Karel told me that weekend that UNMC had a liver transplant doctor that he believed to be one of the best liver surgeons in the world. He also told me that Dr. Jean Botha was not only an incredible surgeon but also a great human being. Boy did that resonate for me. I knew I already had those qualities in Dr. Zaruba, and that was exactly what I was looking for in my next expert!

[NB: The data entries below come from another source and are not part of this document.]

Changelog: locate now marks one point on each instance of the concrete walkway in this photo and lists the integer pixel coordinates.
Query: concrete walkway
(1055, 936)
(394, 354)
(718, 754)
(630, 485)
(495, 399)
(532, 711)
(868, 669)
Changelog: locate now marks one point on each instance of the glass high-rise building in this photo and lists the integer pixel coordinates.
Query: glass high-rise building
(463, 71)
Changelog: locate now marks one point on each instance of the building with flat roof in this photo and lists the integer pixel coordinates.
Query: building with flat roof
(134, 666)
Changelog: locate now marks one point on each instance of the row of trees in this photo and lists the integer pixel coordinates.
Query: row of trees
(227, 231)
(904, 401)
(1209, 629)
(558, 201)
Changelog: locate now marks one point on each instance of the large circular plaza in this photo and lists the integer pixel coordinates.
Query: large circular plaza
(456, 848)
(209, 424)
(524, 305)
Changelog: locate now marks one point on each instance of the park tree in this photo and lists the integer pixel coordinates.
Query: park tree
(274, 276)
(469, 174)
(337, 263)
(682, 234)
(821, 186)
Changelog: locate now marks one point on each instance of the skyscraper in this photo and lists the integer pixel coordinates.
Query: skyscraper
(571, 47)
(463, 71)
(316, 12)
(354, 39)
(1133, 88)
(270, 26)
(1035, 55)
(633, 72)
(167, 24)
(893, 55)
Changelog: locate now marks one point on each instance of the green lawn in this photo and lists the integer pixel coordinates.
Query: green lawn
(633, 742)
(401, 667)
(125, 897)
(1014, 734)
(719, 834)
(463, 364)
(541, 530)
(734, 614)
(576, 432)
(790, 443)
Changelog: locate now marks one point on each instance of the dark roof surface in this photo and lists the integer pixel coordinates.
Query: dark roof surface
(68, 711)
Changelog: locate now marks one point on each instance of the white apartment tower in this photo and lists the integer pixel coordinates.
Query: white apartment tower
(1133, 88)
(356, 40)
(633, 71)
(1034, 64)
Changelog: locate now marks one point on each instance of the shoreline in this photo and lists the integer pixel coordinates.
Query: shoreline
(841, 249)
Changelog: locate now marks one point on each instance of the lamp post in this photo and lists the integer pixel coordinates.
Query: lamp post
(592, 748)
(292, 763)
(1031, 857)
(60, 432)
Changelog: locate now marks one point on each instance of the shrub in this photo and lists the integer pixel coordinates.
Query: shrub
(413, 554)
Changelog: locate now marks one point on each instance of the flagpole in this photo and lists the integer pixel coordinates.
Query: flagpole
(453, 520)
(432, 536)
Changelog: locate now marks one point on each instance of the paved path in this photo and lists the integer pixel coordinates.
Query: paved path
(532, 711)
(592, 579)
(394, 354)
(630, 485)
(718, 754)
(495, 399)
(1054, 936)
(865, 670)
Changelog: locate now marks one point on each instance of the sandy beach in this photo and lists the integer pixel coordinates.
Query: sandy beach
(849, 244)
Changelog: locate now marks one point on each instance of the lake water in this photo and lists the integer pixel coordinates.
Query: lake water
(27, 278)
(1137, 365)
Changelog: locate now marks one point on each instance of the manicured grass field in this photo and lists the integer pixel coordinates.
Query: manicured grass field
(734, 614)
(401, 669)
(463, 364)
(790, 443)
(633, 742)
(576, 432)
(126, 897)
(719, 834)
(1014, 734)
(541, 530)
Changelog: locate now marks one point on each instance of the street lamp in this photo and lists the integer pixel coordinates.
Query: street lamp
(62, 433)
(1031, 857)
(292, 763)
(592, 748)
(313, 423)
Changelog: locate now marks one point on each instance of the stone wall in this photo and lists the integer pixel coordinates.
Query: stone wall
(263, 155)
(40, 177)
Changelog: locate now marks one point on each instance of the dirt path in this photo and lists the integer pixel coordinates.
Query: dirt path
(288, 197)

Karel took my records with him that day with the intention of hand carrying them to Dr. Botha. He suggested that I visit with Dr. Zaruba about the research we had done that week-end and ask him to refer me to Dr. Shafer and Dr. Botha, who are part of the liver transplant team at UNMC. I called Dr. Zaruba the next morning, and he agreed completely. A medical student getting involved never offended Dr. Zaruba. All help was welcomed. What an awesome attitude! His research told him my next step should also be UNMC, and that was what Dr. Fitzke had suggested as well. Dr. Zaruba told me it might be a few weeks before we could get an appointment, but that would be okay, as I still had to heal from the bowel surgery. Karel was seeing Dr. Botha that same morning. When Dr. Zaruba called me back, he told me that I would see Dr. Shafer and Dr. Botha on Wednesday. Karel called me back within a few hours, and he and Dr. Botha had already gone through my records. Karel was very hopeful that I would have a good appointment with Dr. Botha Wednesday. It was wonderful to only wait two days instead of weeks.

Wednesday we started our appointment with Dr. Shafer. Dr. Shafer is an Adult Hepatologist with UNMC’s liver transplant program, who has been involved in numerous liver transplant and surgical issues since 1990. He is also board certified in internal medicine and gastroenterology, and a real character. He put me at ease immediately with his wry sense of humor and obvious knowledge. The day only got better when Dr. Botha arrived. After the disappointment with the oncologist the week before, these two doctors were like a breath of fresh air.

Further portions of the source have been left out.